In at least the view of President Trump, his gruff approach to this week’s NATO summit in Brussels was a success.
“Prior to last year where I attended my first meeting,” Trump said of spending commitments by member nations, “it was going down, the amount of money being spent by countries was going down and down very substantially, and now it’s going up very substantially. And commitments were made. Only five of 29 countries were making their commitment and that’s now changed. The commitment was at 2 percent. Ultimately, that’ll be going up quite a bit higher than that.”
NATO Secretary General Jens Stoltenberg would be giving hard numbers for the increase in military spending by member nations, Trump predicted, perhaps at the end of the summit. It was a relief to the president “because the United States has been paying a tremendous amount, probably 90 percent of the cost of NATO.” Now, he said, “countries are going to start upping their commitments.”
As has been noted many times since Trump started making assertions about underpayment on the campaign trail in 2016, his representation of how the system works is not accurate. There are two military spending goals tracked by NATO, as outlined in a 2014 agreement. The first is that member states spend 2 percent of their annual gross domestic product on the military. The second is that spending on equipment make up 20 percent of that military spending. After all, NATO’s ability to engage militarily on behalf of its members necessitates having military assets to deploy.
Most member nations, though, aren’t meeting the 2-percent-of-GDP benchmark. The most recent data from NATO shows that only five of the 29 do, with the recent addition of Latvia. (It’s one of three countries to have passed a law mandating an increase to 2 percent.) Since Trump began advocating for countries to hit that goal, 16 have increased spending relative to GDP by at least 5 percent; six of those countries had already increased by at least 5 percent during the two prior years as well. Eight countries saw less than 5 percent change in the percentage of their spending from 2016 to 2018. Four countries saw the military-spending percentage fall by more than 5 percent since 2016.

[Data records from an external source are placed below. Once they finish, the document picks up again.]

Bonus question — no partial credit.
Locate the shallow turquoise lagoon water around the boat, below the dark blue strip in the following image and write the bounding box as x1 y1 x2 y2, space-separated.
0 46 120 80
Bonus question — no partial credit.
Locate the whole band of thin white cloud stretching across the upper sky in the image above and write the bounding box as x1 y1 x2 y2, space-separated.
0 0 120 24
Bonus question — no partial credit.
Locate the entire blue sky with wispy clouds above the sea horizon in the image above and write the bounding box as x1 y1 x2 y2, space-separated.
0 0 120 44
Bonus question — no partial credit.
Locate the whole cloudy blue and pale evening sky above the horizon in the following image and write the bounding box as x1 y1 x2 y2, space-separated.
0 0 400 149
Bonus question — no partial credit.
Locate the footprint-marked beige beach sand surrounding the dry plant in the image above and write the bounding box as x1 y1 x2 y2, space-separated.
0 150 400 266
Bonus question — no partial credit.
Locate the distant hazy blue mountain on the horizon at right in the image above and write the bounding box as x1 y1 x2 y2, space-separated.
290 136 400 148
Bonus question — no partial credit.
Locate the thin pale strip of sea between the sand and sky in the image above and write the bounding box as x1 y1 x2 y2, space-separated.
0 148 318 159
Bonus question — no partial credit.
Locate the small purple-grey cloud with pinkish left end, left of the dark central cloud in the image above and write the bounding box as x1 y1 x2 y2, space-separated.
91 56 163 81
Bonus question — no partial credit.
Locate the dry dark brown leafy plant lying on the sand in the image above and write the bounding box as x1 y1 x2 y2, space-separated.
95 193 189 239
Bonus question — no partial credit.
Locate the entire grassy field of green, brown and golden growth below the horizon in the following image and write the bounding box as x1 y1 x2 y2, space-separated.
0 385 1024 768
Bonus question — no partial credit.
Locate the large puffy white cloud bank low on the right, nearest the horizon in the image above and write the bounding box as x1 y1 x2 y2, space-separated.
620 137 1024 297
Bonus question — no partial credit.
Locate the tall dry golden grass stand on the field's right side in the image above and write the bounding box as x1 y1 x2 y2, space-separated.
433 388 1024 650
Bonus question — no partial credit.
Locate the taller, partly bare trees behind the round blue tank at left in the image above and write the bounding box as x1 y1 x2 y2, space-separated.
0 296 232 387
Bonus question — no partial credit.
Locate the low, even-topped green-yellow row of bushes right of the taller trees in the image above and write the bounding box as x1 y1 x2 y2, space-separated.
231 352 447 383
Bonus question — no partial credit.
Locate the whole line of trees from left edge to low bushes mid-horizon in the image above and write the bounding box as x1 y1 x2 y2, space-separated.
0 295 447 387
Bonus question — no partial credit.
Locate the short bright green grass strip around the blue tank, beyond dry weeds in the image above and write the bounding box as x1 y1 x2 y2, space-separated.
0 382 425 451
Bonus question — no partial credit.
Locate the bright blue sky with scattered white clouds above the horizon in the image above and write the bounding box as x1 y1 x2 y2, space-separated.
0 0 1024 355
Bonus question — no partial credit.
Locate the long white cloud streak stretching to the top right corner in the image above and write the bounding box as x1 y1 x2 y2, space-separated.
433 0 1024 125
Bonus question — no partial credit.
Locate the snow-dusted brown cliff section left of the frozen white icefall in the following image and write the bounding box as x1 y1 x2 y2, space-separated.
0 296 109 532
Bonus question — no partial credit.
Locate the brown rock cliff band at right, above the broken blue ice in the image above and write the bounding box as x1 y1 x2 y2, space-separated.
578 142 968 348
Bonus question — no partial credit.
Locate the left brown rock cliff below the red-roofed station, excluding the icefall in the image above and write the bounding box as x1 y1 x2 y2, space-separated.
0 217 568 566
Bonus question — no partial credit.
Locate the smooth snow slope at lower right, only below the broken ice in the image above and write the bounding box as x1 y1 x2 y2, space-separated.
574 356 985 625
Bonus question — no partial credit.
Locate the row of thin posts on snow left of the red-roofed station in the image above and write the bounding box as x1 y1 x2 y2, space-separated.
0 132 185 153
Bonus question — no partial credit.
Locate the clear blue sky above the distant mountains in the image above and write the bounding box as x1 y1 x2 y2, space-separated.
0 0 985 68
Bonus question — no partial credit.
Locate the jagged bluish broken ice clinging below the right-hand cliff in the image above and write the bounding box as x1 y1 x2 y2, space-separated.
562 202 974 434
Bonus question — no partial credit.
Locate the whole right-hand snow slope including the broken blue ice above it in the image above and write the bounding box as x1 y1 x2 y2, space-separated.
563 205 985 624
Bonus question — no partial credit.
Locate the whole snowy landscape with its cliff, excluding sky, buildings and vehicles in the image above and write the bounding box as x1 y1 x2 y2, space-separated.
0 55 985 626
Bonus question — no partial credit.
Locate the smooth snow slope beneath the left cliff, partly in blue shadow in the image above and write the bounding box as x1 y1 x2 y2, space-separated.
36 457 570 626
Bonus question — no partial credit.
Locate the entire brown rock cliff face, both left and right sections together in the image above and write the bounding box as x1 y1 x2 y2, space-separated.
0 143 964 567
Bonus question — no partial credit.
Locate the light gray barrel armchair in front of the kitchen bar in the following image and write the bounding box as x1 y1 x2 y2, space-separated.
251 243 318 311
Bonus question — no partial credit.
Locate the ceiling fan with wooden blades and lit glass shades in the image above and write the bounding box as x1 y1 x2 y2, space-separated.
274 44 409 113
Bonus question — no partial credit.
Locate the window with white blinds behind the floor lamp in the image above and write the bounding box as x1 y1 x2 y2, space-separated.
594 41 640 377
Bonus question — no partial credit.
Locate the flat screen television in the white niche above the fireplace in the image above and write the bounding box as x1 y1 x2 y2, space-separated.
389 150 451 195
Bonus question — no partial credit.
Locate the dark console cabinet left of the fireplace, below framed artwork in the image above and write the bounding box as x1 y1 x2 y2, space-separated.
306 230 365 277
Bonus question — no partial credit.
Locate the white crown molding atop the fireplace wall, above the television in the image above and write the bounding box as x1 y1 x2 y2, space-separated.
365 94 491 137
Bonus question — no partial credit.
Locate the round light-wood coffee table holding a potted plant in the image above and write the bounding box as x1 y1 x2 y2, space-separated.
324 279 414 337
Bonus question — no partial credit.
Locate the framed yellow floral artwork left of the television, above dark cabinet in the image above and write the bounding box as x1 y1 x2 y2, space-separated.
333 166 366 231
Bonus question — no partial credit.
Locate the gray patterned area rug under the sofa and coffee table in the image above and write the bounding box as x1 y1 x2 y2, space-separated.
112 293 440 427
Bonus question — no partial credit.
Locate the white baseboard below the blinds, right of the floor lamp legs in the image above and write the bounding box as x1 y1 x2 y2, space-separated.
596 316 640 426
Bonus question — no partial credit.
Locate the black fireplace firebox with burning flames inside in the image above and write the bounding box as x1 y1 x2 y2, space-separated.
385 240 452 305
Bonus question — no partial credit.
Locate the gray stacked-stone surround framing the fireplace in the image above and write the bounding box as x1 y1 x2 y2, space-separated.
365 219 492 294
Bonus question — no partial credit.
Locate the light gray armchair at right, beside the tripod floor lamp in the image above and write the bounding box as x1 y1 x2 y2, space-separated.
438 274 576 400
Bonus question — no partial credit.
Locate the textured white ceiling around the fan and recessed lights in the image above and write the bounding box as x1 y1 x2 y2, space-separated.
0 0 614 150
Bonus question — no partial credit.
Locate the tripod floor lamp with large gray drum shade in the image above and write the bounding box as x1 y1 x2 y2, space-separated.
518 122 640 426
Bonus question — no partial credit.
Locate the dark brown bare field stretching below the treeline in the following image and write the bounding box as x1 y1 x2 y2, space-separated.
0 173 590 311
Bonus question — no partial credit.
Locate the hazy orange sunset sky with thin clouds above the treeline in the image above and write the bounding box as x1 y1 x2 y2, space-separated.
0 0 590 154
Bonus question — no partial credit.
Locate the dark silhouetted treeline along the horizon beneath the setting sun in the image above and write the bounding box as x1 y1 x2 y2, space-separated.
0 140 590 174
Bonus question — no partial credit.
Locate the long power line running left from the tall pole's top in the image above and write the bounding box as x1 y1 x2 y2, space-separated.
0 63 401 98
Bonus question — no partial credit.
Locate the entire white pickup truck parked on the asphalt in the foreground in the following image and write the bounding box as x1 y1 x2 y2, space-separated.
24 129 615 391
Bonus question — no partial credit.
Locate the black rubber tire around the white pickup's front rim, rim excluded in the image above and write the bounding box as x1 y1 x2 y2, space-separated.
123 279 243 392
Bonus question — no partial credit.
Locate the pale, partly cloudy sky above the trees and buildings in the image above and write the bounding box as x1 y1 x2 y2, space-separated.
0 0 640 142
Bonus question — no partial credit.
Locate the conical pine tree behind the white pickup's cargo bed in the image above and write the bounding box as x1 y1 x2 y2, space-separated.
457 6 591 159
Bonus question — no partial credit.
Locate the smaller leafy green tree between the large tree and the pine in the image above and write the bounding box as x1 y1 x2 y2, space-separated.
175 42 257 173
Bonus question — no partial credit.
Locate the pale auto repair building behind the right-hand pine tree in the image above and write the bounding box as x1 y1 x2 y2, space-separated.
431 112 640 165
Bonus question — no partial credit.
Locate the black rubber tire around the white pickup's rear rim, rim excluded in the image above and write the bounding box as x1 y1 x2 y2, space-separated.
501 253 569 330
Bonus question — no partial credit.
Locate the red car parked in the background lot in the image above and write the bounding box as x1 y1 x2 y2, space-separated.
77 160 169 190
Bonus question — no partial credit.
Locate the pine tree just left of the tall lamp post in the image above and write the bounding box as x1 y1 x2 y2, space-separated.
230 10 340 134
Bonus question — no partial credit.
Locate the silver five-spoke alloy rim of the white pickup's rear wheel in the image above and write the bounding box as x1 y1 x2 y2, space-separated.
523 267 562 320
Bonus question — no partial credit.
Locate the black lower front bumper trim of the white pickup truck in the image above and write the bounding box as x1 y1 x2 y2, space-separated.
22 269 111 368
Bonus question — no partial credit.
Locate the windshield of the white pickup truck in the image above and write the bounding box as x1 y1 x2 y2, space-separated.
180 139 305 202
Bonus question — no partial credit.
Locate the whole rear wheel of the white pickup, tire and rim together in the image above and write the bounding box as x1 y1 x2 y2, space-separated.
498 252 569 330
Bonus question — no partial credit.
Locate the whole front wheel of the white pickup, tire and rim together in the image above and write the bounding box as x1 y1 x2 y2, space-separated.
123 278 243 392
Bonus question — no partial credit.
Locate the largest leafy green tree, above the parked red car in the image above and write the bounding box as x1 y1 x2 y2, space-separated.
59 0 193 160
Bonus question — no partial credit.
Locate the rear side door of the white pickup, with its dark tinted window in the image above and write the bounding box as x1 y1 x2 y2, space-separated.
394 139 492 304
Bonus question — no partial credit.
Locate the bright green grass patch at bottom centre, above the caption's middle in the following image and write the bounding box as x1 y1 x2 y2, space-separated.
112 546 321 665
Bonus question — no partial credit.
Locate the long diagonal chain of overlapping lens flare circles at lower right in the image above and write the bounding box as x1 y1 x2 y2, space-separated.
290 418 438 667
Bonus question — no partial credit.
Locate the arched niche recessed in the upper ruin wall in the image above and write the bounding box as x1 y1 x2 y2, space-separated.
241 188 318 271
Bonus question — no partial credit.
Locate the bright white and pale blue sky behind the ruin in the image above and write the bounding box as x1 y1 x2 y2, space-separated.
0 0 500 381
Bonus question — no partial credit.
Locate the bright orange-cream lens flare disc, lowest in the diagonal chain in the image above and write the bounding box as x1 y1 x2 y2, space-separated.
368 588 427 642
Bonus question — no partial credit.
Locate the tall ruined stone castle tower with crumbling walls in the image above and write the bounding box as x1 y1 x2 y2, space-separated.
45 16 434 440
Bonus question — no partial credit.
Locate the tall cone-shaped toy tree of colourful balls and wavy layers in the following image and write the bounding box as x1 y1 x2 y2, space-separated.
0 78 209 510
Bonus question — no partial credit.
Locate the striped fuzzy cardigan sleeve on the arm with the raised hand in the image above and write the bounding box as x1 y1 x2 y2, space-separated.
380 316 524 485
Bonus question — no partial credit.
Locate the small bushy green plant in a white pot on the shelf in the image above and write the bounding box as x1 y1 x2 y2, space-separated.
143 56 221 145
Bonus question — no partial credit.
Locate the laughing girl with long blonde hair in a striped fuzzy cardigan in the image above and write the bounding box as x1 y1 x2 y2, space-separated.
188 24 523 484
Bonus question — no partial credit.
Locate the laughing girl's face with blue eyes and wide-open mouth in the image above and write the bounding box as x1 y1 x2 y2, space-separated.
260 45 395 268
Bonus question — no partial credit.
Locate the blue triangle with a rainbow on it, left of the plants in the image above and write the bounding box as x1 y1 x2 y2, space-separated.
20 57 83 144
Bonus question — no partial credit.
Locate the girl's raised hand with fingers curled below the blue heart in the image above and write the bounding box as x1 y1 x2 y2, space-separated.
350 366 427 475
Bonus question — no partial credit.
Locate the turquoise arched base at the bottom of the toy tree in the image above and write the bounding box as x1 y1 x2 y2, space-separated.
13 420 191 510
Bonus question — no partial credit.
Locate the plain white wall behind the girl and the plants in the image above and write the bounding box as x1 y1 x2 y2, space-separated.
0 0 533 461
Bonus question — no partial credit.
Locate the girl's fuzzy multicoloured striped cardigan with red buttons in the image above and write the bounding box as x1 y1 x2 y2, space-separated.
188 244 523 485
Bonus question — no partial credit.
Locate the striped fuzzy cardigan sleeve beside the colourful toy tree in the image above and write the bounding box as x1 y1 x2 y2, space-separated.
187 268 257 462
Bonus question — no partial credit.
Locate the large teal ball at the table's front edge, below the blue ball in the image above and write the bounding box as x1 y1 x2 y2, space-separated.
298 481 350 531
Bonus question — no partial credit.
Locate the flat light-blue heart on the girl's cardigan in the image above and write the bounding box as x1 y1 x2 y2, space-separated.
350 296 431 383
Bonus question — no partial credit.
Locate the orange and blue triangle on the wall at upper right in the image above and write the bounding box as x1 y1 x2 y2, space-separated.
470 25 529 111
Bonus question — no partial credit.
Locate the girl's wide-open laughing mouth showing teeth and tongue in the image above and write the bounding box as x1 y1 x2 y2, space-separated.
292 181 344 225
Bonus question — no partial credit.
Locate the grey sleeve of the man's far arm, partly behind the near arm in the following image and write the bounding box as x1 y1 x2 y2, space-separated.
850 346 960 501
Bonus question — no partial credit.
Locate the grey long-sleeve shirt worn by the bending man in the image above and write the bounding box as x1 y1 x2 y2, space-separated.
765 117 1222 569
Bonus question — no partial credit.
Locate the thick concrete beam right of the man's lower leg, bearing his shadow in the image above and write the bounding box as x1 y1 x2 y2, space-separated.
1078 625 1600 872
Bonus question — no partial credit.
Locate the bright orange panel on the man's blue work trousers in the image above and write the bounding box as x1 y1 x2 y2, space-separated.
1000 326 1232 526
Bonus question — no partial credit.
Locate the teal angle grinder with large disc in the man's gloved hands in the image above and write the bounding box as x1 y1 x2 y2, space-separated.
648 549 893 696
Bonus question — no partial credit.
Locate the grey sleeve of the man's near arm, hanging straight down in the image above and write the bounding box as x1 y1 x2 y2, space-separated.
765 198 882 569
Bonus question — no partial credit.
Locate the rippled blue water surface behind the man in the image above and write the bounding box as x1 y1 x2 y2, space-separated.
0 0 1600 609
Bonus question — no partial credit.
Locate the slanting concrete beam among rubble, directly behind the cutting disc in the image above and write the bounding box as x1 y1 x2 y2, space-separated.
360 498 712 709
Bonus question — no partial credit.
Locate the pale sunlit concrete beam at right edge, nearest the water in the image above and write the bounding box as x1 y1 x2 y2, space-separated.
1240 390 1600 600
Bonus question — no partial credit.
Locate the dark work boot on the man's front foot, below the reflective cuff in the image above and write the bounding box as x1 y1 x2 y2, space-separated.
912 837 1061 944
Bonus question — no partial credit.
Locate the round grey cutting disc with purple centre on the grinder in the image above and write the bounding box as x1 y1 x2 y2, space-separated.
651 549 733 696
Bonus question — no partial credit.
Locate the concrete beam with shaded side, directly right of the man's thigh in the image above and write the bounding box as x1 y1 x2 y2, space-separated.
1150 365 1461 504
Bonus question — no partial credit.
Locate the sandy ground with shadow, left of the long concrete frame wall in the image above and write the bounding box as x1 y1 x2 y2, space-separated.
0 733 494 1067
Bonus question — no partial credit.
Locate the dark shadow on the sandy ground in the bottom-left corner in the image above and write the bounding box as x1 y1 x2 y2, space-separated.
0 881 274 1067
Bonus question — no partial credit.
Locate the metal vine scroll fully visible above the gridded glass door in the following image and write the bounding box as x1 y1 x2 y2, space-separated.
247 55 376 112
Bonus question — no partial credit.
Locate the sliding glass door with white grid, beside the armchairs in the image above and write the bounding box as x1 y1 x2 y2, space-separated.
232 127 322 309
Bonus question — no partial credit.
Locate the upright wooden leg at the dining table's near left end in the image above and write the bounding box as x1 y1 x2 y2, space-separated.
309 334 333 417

Trump floated the idea of spending 4 percent of GDP on military, a mark that no one except the United States is even close to. (In recent years, we’ve fallen below that number.) It’s a bit hard to see how the other 28 member nations might realistically be expected to approach that figure when so few are trending toward 2 percent, but perhaps Trump’s intent is simply to nudge them in that direction.
But this sidesteps an interesting question that probably deserves an answer before evaluating Trump’s insistences: Why is this the metric that’s used anyway? Why is a percentage of GDP the proper way to evaluate the contributions of members nations?
Magnus Nordenman, director for the Transatlantic Security Initiative at the Atlantic Council, was blunt when asked that question in a phone call Thursday.
“Quite frankly, this is a metric that was arrived at by political leadership because it is relatively simple to measure,” he said. “It is a relatively simple metric for the public to understand. So the reason behind it is very much that it’s easy to get, it’s easy to understand and it’s one that is politically acceptable to all of the nations.”
There probably wasn’t a single, unified metric that would make sense for each country, he said. Internally, the alliance “has something they call the three C’s: cash, capabilities and contribution,” Nordenman explained.
That said, he did see value to the GDP metric in two ways.
First, “it sends the signal: Does your nation care about defense? It’s a lot about showing commitment and showing unity and showing shared hardship and shared burden,” he said. “It’s not unimportant to show that I do give a damn, or my nation does give a damn about defense.”
Second, “at some point the only way to do more is have more. To get output, you need input at some point.” In other words, if NATO needs to deploy its resources somewhere, it needs to have the necessary resources to do so.
Polling from Pew Research Center indicates that many citizens of member nations are loath to deploy their own forces on NATO’s behalf while expecting the United States to deploy ours. While it’s not the case that the United States makes up 90 percent of spending — Nordenman indicates we cover about a fifth of the alliance’s annual costs — it is the case that our military is much larger than any other member. (The U.S. military makes up about two-thirds of the total military capabilities of NATO, he said, but the United States is a global force that is dedicated to more than simply the defense of Europe.)
By having more resources to deploy, the sensibility that it’s up to the United States might change — though it’s worth noting that the country whose citizens are most loath to deploy, Greece, is one of the few to meet its NATO commitment.
About that commitment!
“If you read the fine print in 2014,” Nordenman said, “it actually doesn’t even say that allies must reach 2 percent by 2024. It says allies must aim to reach 2 percent by 2024.”
After Trump spoke, Stoltenberg did address the commitment pledges made by NATO members.
“We agreed to make good on the commitments we have made,” he told CNN.
Not exactly what Trump predicted he might say.